My OCD would be remiss if I didn’t remind you this fine morning that Jeffrey Epstein was found dead in his cell on this day exactly one year ago today.
I sometimes wonder if his death was sort of like the “preamble” for all the High Weirdness that would transpire in 2020. But I realize that is all rather simplistic. We all know that 2012 was that “preamble,” and that if we *really* want to delve deep on it, 2001 was that preamble.
I keep extensive “archives” on the various events that have taken place this year, something that came out of a number of legit work assignments I had on the coronavirus. These archives include articles, PDFs, data tables, Tweets, impressions, memes, etc.
Initially, this humble little project of mine only focused on COVID-19. Then it sort of mutated into covering the protests as well. And then…and then it just sort of mutated, period.
What am I going to do with all of this? Will these archives be the fodder for posts to come, or a book? Will books even be a thing six months from now? Or, alternatively, will we all go back to books as the “Post-Information Age” reduces online missives to easily discarded ephemera?

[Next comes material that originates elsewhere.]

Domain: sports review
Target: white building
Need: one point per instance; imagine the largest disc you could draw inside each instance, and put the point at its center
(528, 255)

Which brings up a good point. I think part of the reason I conducted this impromptu archive project was a deep sense of the ephemerality of internet content as we know it. Within the past 15 years, I have written well over 10,000 posts. Many of these, especially ones I’ve done for various work entities, are either gone and/or not worth the trouble for me to track down.

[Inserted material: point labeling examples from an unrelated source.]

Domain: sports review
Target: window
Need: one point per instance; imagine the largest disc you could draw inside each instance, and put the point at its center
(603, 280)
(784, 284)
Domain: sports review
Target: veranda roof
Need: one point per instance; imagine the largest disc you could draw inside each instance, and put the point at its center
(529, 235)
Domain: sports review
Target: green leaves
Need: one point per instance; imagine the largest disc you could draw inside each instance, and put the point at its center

And then of course, I’ve taken down collections of my posts my own damn self, only to update and recycle many of them years later. Because to me…it’s all dynamic, it’s all organic. As we’ve moved as a society from tangible & seemingly permanent media to more ephemeral ones, it’s all dynamic and transitory.
Jeffrey Epstein apparently wanted to live on forever, literally seeding humanity with his spunk as to create a super-race of pedophiles (I made that last part about the pedophiles up, but it’s sort of implied within his overall scheme, I think). See, what I just wrote sounds like a “conspiracy theory,” right? And yet here is a post from The New York Times backing up what I just wrote, here is one from The Independent, here is one from The Hill, and so on, and so on.

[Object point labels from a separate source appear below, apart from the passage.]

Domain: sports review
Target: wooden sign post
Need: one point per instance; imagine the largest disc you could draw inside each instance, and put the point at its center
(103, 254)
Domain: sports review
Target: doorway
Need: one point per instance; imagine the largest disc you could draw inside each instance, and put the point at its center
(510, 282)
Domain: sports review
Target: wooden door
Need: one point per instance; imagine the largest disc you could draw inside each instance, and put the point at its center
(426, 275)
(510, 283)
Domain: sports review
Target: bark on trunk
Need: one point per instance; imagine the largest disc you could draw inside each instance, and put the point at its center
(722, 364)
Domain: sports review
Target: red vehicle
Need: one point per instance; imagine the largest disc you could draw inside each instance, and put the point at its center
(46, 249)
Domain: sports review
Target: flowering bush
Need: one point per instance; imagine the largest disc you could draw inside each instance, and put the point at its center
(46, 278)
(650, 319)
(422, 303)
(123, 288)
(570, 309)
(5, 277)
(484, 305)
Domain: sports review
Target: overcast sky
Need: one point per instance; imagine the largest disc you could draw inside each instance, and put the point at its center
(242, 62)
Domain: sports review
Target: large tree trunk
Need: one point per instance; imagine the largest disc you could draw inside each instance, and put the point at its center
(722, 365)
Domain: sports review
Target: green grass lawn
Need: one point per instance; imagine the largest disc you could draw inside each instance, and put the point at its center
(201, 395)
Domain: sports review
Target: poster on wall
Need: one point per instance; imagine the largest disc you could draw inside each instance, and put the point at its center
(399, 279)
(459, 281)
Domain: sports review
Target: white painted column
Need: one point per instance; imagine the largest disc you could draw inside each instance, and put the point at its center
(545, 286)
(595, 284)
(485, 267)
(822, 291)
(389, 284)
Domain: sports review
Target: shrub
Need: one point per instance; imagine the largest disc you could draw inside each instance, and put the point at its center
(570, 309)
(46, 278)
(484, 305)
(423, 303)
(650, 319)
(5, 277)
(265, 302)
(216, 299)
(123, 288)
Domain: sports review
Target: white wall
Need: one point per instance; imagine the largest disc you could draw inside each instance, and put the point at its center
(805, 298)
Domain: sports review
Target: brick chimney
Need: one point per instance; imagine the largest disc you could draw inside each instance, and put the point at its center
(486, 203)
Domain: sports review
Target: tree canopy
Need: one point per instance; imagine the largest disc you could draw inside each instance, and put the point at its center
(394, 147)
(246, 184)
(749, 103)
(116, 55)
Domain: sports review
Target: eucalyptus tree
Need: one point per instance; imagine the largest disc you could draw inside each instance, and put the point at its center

So Epstein’s plan to overrun the planet with his DNA was actually something that existed—or, at the very least, something he seriously looked into. Add to that all his extensive contacts and donations to scientific and technological concerns, such as the hallowed MIT (as reported by NYT, The Washington Post, Nature, and, of course, MIT Technology Review). And/or consider Epstein’s extensive political contacts on both sides of the mainstream political aisle (per Rolling Stone, NPR, CNN, and so on and so on).
That is some wild shit, man. That’s the type of shit somebody would bang out on their manual typewriter 30, 40 years ago in their flea-bitten roach-invested garret with the intention to run off copies at the local library & distribute on a corner of 42nd Street.
But this all apparently (more or less) sort of really happened. And so when Epstein—who very likely had an extensive amount of blackmail on a lot of important people—was found dead of strangulation, and the official word was “suicide”…
You know…there was something almost charming about “Conspiracy Culture” in the 1990s. I’m talking about the pop-cultural commodification of it. Stickers of neon-green alien heads you can slap on your skateboard. Mulder & Scully mock-fucking on the cover of Rolling Stone.